To determine the optimal size of the leading follicle before human chorionic gonadotropin (hCG) administration in cycles with clomiphene citrate (CC) and letrozole, and to examine any differences in the optimal leading follicle size between cycles with CC and letrozole. A retrospective study. University hospital-based reproductive center. 1,075 women undergoing intrauterine insemination cycles with CC or letrozole. Leading follicle diameters and endometrial thickness were recorded 24 hours before hCG administration, together with other cycles parameters, and were compared between pregnant and nonpregnant patients. Leading follicle diameter and intrauterine insemination outcome. Eight percent of patients (n = 87) were excluded because their leading follicle was less than 18 mm by days 11 to 13. Pregnancy was recorded as clinical pregnancy with fetal heart activity seen at 6- to 7-week transvaginal ultrasound. For both CC and letrozole, higher pregnancy rates were achieved when the leading follicles were in the 23 to 28 mm range.

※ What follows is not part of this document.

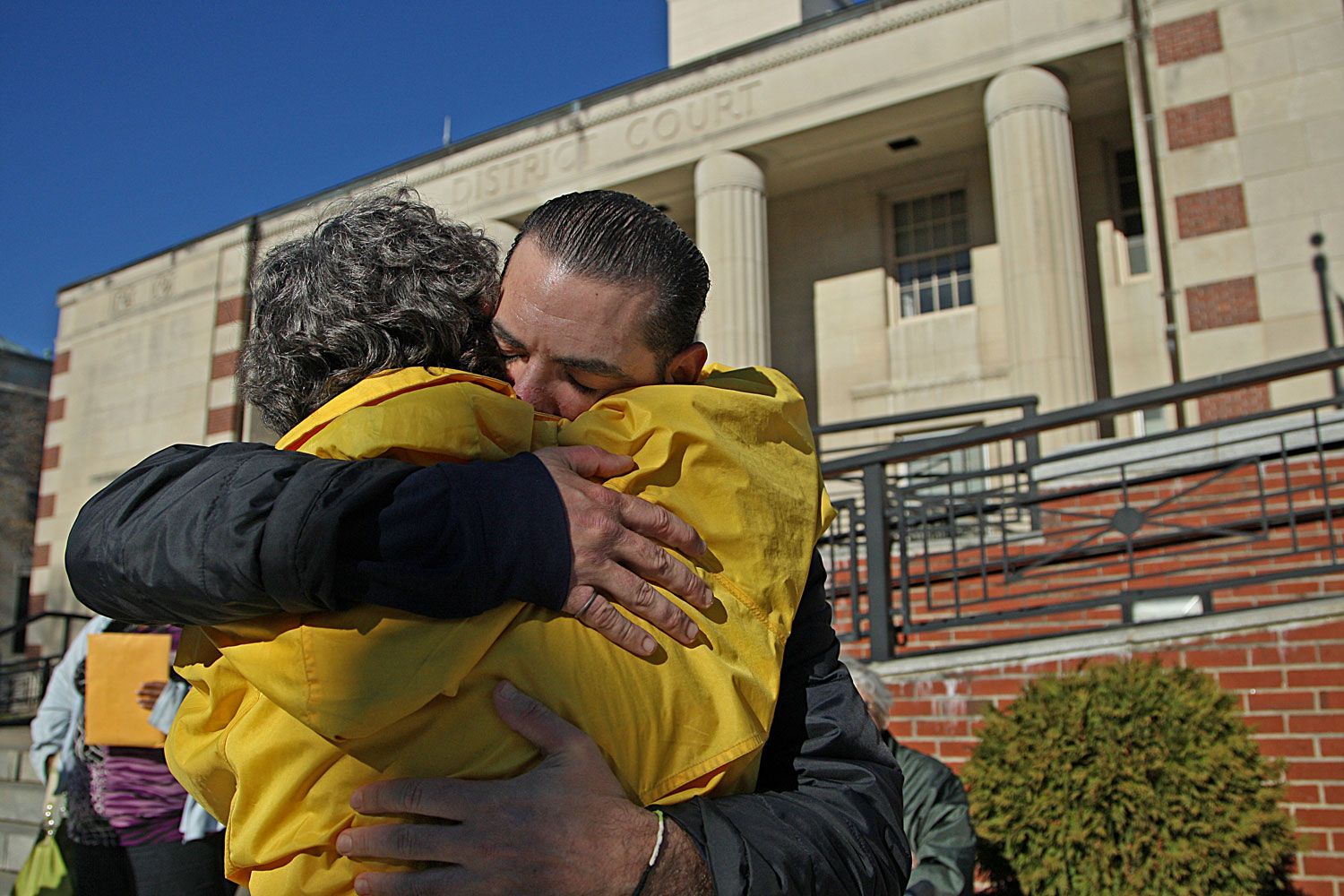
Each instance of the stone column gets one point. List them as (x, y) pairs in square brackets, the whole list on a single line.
[(1031, 158), (730, 230)]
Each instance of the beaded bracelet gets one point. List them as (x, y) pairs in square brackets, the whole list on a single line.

The optimal size of the leading follicle was not statistically significantly different between cycles using CC or letrozole. However, for each endometrial thickness, the optimal follicular size of the leading follicle was different. Each additional millimeter of endometrial thickness increased the optimal follicular size by 0.5 mm. Thicker endometrial lining led to a higher probability of pregnancy. The optimal size of the leading follicle in ovulation induction with CC and letrozole is similar for both drugs and is closely related to the endometrial thickness.